A common obstacle is that some people don't make an extra effort to understand others when they are not wholly articulate. "Most people, especially when conflict-ridden, are unaccustomed to finding the rights words and phrases to express their feelings," writes Yankelovich. Ideally, everyone involved in a dialogue practice empathic listening, the ability to tune in to other people's feelings. But often, especially when tensions are high, impatient listeners just forge ahead.

How to overcome the obstacle

You know this already: The most useful technique is for participants to paraphrase what they think they heard the other person say. Even if the person speaking has been misunderstood, the act of other participants' playing back what they think they heard gives the speaker the opportunity to correct or amplify his/her position.

Obstacle 4: Showboating

Showboating, which Merriam Webster defines as "trying to to attract attention by conspicuous behavior," is all too common even among the highest level of leaders. "People, men in particular, can't resist the chance to show off how much they know, how smart they are, how tough-minded they can be, and how active they are as players in the game," writes Yankelovich.
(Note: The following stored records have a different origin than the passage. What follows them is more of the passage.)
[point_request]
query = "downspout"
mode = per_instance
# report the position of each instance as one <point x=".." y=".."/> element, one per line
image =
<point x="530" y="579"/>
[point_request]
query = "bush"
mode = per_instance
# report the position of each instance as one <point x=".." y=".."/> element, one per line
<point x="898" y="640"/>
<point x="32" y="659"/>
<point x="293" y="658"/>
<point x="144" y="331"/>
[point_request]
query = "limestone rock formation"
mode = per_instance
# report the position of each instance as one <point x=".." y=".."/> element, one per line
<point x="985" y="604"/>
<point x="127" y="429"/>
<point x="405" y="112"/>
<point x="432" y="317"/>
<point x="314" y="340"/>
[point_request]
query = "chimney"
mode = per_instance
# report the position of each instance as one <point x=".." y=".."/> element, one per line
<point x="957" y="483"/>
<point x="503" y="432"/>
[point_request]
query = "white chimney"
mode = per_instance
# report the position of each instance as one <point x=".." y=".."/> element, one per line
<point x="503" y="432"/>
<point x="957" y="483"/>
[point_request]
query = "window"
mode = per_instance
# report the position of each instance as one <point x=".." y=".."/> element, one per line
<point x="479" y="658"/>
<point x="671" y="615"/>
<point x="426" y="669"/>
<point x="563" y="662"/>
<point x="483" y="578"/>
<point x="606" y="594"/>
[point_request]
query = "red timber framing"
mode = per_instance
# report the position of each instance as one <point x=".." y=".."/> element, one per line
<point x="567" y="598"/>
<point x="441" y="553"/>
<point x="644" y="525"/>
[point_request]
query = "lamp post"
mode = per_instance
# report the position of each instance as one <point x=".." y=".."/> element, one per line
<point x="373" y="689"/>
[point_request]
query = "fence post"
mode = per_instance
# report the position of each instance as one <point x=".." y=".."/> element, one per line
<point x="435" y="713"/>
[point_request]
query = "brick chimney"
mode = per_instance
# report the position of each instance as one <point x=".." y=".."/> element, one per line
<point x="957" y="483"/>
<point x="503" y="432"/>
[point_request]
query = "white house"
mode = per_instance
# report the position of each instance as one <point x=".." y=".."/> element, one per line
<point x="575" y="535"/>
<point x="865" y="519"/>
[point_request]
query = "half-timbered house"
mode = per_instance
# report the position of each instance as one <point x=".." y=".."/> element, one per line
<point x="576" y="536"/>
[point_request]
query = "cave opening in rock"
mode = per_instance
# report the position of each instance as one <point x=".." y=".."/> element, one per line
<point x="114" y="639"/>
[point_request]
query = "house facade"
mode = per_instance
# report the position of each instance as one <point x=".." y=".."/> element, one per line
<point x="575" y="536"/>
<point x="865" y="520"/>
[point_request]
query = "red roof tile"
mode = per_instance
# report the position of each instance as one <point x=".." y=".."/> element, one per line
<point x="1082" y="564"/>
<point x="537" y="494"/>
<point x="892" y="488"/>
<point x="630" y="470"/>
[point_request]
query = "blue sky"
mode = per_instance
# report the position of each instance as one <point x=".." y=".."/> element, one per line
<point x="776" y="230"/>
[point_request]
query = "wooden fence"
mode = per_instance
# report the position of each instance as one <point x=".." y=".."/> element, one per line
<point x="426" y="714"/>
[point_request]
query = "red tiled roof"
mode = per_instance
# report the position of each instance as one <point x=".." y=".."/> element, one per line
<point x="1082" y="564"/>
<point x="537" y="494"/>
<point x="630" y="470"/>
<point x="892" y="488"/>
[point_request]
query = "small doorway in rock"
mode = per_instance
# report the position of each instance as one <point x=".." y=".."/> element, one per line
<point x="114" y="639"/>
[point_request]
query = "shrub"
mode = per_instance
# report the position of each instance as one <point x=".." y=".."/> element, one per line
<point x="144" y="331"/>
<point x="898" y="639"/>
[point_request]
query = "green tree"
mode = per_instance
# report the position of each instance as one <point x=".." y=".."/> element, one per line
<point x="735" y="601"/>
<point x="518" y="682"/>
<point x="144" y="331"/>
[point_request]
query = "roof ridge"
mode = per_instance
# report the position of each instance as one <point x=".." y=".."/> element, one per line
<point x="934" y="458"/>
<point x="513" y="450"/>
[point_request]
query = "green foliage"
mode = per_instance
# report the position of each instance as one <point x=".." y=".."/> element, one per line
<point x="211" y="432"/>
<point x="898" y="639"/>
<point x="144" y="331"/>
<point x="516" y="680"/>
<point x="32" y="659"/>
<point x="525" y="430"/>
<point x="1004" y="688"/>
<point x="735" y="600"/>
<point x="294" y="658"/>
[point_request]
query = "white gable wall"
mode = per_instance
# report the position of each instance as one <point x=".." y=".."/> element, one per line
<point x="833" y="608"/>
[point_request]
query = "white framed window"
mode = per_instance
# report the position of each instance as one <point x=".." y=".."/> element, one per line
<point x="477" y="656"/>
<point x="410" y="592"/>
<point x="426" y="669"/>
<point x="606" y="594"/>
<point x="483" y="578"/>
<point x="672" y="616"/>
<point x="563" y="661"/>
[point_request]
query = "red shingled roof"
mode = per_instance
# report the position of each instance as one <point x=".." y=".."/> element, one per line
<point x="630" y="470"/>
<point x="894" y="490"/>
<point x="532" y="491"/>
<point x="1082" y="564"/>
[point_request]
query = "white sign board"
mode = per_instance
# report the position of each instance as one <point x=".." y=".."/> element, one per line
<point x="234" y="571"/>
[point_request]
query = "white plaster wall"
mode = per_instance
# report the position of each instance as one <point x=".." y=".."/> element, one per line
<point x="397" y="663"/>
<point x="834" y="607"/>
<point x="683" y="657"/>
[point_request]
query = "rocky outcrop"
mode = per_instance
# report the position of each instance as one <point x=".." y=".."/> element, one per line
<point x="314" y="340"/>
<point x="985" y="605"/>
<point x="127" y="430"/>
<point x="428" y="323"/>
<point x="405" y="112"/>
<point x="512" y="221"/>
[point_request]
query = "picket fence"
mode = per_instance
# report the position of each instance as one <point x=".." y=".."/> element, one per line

How to overcome the obstacle

Yankelovich advises adding extra time for dialogue because "in most instance, the urge subsides once the showboaters have had a chance to express themselves." In addition, I've found that breakout exercises, especially those involving non-verbal activities like creating a poster, helps manage showboaters. When people have to work together to figure out a problem or build something, the focus is on accomplishing the task, not making a speech.

Obstacle 5: Prematurely moving to action

I'm guilty of this, which Yankelovich calls a "distinctly American problem. In a typical discussion, almost as soon as a problem surfaces, someone is bound to say, 'Well, what are we going to do about it?'" writes Yankelovich. "End of dialogue about problem; beginning of a rush of ideas for leaping into the fray and doing something, almost anything, as long as it smacks of taking action rather than more sitting around and talking." The problem is that a focus on swift action "short-circuits the process of probing the depths of other participants' thoughts, perceptions, feelings and assumptions that can provide a foundation for informed decision-making."

How to overcome the obstacle

Pause and ask team members whether or not more dialogue is needed. Sometimes the problem is lack of mutual understanding and a premature rush to action can only worsen it. So ask participants if they're really ready to make a shared decision. If anyone says, "Let's keep talking," then give the group more time to work things through.